Re: [PATCH v5] init: Disable defaults if init= fails
From: Andy Lutomirski
Date: Wed Oct 15 2014 - 01:57:12 EST
On Tue, Oct 14, 2014 at 10:46 PM, Frank Rowand <frowand.list@xxxxxxxxx> wrote:
> On 10/14/2014 2:21 PM, Andy Lutomirski wrote:
>> On Tue, Oct 14, 2014 at 2:00 PM, Andrew Morton
>> <akpm@xxxxxxxxxxxxxxxxxxxx> wrote:
>>> On Wed, 1 Oct 2014 11:13:14 -0700 Andy Lutomirski <luto@xxxxxxxxxxxxxx> wrote:
>>>> On Wed, Oct 1, 2014 at 11:05 AM, <josh@xxxxxxxxxxxxxxxx> wrote:
>>>>> On Tue, Sep 30, 2014 at 09:53:56PM -0700, Andy Lutomirski wrote:
>>>>>> I significantly prefer default N. Scripts that play with init= really
>>>>>> don't want the fallback, and I can imagine contexts in which it could
>>>>>> be a security problem.
>>>>> While I certainly would prefer the non-fallback behavior for init as
>>>>> well, standard kernel practice has typically been to use "default y" for
>>>>> previously built-in features that become configurable. And I'd
>>>>> certainly prefer a compile-time configuration option like this (even
>>>>> with default y) over a "strictinit" kernel command-line option.
>>>> Fair enough.
>>>> So: "default y" for a release or two, then switch the default?
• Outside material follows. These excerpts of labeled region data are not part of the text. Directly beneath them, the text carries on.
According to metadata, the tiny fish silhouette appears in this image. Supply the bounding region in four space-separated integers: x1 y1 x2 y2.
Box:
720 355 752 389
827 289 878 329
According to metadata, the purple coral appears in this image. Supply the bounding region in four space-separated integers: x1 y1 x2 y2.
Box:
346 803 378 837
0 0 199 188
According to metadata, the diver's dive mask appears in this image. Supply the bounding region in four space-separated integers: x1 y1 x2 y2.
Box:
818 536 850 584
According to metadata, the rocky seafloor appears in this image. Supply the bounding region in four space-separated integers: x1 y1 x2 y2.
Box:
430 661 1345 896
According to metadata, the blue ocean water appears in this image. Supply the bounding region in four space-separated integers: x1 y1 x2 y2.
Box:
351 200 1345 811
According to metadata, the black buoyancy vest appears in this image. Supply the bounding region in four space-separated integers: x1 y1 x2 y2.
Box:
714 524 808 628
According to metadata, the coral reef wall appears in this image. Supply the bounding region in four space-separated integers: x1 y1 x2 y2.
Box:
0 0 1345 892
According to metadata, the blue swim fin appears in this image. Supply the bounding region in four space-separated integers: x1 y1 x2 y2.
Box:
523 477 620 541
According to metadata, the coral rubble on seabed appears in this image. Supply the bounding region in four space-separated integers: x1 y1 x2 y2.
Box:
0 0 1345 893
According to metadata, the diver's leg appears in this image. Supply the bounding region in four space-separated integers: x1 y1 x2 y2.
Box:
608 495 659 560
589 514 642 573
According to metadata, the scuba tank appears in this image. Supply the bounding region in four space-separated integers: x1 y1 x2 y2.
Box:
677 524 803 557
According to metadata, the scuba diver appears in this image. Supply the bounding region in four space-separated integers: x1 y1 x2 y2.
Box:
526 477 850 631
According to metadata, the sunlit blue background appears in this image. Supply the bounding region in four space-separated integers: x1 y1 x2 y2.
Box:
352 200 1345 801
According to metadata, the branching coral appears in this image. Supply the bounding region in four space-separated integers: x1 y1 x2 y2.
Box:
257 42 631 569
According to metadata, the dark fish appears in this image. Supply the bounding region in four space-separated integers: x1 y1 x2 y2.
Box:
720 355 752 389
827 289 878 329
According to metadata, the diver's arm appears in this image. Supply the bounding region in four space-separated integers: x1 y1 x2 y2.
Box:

Having
>>>> default y will annoy virtme, though it's not the end of the world.
>>>> Virtme is intended to work with more-or-less-normal kernels.
>>> Adding another Kconfig option is tiresome. What was wrong with strictinit=?
>> The consensus seems to be that adding a non-default option to get
> ^^^^^^^^^ I do not think you know what the word consensus means. :-)
> I did not agree.
> I do agree with Andrew (but with no opinion on whether "strictinit=SOMETHING"
> or just "strictinit".
>> sensible behavior would be unfortunate. Also, I don't like
Even you're not disagreeing that it's ugly, though, FWIW.
> behavior that is useful in some or many contexts
Is there a context in which the current behavior is useful beyond
"whoops, I typoed my grub command line edit, and I still want my
system to boot into *something* even if it's the wrong thing"? I'm
not personally that sympathetic to that particular use case, but maybe
there's another one.
>> strictinit=, since backwards-compatible setups will have to do
>> init=foo strictinit=foo. My original proposal was init=foo
>> TBH, my preference would be to make strict mode unconditional.